South Korean victims of forced labor during World War II won a suit against Mitsubishi Heavy Industries on Friday, after a court ordered the Japanese company earlier this week to pay damages to another victim and a bereaved family.
The Gwangju District Court in South Korea ruled that Mitsubishi should pay 100 million won (87,500 U.S. dollars) to 150 million won in compensation to three surviving victims of the forced labor and a family member of the deceased victim.
The plaintiffs filed the suit in February 2014, demanding the payment of 150 million won in damages.
It followed the same court's ruling Tuesday that ordered Mitsubishi to pay damages to one victim and a bereaved family.
The victims were duped into toiling without pay at factories of the Mitsubishi Heavy Industries when they were elementary and middle school students.
Hundreds of thousands of Koreans were forced, or deceived, into forced labor and sexual slavery before and during WWII. The Korean Peninsula was colonized by the Imperial Japan from 1910 to 1945.
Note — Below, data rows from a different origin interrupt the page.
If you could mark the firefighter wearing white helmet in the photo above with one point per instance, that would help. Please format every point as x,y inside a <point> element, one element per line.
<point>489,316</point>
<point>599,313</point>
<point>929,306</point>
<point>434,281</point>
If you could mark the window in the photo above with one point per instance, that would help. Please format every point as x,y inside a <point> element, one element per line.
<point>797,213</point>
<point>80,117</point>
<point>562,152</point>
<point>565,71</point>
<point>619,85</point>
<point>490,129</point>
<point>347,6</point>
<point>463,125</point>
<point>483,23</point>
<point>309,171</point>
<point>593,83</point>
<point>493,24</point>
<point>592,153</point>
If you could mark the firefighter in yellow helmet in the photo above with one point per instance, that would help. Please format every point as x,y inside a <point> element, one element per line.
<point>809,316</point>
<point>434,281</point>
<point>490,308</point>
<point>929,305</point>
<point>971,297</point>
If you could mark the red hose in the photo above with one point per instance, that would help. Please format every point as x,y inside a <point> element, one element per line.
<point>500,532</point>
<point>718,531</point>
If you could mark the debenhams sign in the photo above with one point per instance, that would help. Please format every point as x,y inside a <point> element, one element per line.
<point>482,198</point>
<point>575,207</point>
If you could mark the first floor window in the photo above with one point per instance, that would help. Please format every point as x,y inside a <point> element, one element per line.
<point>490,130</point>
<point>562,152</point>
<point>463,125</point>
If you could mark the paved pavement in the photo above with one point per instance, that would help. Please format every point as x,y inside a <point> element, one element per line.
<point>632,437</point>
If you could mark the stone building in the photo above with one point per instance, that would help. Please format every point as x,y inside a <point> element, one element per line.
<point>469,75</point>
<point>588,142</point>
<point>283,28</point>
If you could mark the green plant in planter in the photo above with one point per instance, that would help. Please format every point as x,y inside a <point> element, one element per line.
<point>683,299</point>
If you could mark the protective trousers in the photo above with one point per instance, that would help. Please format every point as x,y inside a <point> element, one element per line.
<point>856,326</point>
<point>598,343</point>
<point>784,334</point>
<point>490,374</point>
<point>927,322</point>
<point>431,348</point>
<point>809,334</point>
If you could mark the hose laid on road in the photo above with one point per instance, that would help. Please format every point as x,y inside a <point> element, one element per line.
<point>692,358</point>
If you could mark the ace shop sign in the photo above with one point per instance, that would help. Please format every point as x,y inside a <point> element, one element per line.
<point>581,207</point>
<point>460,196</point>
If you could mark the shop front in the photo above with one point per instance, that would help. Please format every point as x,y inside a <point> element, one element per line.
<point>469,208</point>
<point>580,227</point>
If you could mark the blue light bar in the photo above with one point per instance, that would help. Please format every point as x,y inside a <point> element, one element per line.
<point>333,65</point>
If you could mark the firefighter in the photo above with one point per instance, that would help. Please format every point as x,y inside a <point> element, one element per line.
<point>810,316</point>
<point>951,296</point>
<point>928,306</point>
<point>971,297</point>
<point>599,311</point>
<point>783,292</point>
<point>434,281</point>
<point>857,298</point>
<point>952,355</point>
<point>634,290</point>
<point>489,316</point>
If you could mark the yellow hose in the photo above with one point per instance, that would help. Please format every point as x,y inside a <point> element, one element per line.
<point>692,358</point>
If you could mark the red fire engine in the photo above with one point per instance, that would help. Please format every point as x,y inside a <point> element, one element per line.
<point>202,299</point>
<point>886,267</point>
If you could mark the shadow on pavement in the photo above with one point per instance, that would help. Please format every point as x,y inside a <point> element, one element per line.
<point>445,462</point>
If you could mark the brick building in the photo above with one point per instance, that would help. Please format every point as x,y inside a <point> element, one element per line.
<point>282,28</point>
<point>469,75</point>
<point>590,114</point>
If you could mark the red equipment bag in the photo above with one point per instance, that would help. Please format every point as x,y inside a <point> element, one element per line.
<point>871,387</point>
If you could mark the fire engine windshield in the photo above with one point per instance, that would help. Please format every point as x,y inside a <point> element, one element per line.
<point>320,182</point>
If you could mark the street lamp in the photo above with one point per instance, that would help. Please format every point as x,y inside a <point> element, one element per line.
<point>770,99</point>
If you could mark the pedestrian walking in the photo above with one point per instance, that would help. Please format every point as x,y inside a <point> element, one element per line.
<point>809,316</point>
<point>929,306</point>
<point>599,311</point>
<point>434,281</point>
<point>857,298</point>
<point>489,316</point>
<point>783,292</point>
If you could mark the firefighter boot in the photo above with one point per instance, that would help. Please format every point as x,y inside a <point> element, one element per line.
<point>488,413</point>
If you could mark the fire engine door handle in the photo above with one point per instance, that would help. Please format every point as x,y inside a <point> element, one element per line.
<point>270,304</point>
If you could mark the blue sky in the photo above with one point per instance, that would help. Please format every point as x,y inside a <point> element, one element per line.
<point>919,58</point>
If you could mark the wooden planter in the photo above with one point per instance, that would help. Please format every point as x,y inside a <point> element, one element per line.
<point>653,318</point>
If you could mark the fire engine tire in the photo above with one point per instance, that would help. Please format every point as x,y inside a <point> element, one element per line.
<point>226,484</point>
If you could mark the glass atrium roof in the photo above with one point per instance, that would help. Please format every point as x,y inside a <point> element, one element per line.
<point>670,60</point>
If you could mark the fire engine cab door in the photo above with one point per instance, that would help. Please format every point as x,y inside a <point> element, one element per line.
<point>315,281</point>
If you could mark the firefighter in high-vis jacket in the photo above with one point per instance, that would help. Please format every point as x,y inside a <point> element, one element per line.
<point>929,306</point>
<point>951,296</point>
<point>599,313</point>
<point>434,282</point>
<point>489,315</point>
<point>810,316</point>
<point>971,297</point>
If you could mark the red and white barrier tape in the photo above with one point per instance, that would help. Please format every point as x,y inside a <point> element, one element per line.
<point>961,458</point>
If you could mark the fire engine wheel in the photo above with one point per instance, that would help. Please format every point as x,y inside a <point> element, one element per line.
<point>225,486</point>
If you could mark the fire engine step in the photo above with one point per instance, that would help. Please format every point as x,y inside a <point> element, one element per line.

Some of the surviving forced labor victims and the bereaved families have filed a total of 14 cases against Mitsubishi and other Japanese companies, which committed war crime against humanities during the devastating war.
Japan has claimed all colonial-era issues were resolved through the 1965 treaty that normalized diplomatic ties between Seoul and Tokyo.
The South Korean court, however, ruled that the 1965 treaty did not include individuals rights to damages, ordering Mitsubishi to pay war crime damages to the victims.